Nowadays you shouldn't have to worry about those things because programs don't just write to files directly. The way to do it, is writing a temporary file and then rename() it to the location you want. rename() is an atomic function (will never corrupt the file).

In shell scripting, you could use

find location -mmin 1

every minute to see what files were changed in the last minute.

Anyway, wait for more replies, there could be something that at least would get you close to what you want.

When transferring files with whatever protocol and you keep the original date for them, I guess you won't find a difference with "find -mtime".

Maybe a bit more reliable is to make find on all files and pass them with exec or xargs to "cksum", write it to some file and then compare it every interval you'd like.
So if there is any difference, may it be a different sum or a new sum for a file that didn't exist already or a removed one, you should notice that.

Your solution is more reliable but I just agree because it's possible to modify modification times to fool find -mmin. But otherwise, I think uploading protocols do modify modification date when uploading files (even if overwriting). Maybe I misread what you meant.

Linux used to have something like FAM which would alert you when a file was altered. This is being replaced by other mechanisms which are slightly less platform-specific, but there is nothing which is stable and standard just yet. If yoiu have a dbus system, I think that includes this facility, but the name escapes me. There are discussions on this site about such systems so searching along the lines of fam and dbus might help you find stuff you like.

@redoubtable

I didn't thought on modification on purpose. Just if you transfer files via scp and don't use the -p flag to preserve times and modes, you will have different times on the files.
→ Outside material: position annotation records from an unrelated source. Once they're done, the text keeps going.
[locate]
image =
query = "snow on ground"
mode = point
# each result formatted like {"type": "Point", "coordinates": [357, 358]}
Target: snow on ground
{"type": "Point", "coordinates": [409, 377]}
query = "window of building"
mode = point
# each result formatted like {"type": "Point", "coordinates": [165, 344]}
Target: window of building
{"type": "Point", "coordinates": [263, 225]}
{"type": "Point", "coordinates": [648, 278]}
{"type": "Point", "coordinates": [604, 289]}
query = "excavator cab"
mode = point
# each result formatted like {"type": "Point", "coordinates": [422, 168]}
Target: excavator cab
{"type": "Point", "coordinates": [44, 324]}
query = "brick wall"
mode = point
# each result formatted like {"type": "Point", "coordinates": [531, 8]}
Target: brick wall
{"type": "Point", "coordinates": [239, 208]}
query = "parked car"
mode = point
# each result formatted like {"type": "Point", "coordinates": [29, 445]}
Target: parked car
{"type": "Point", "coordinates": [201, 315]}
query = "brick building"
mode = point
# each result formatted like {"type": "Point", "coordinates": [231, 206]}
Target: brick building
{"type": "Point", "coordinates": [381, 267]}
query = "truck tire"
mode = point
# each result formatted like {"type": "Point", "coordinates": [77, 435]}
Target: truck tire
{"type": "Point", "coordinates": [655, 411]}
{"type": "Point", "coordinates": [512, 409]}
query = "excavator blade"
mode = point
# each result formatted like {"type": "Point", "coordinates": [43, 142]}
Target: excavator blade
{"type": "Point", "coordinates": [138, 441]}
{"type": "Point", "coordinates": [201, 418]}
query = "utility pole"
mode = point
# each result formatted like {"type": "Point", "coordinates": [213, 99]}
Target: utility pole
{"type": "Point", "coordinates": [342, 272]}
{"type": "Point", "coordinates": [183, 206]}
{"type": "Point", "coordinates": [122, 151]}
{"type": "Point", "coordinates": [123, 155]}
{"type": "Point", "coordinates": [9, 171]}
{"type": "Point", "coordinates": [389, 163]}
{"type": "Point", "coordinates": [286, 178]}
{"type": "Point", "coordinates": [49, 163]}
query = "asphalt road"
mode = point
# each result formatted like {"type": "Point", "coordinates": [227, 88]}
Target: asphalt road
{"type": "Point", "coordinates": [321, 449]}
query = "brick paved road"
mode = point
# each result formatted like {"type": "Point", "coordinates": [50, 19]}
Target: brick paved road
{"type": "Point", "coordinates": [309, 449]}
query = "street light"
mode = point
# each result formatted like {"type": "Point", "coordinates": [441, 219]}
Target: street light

With -p you keep it like on the source.
But I have to admit that it depends solely on what baldyeti wants or if it is important at all for him.

Good point. I was not thinking about scp uploads. Baldyeti didn't specify the protocol so I assumed ftp or web upload (p.e. php) which generally modify mtime.

Thanks for your suggestions. Fam/imon is what I had in mind but couldn't remember the acronym. HP-UX doesn't seem to have it anyway. The files will likely be uploaded via FTP. Perhaps a simple "test -r" should do (and block further processing while another program is still appending). I was hoping something more modern and efficent than polling existed in a reasonably standardised way but apparently not. Oh well...

Oops just noticed I wrote chksum. It's cksum^^

Someone already mentioned this, but I'll reiterate... The way this is handled on my production systems is to require a "rename" to some other directory on the same file system. So you UPLOAD the file say to /A/B/UPdir, and then you issue a rename "REN /A/B/UPdir/file /A/B/UPdir/Commit/file" Your script actually polls the commit dir, not the UPdir. That way when a file appears in the Commit dir, you know it is fully uploaded. That solves the "is this file finished uploading" problem, but not the need for polling.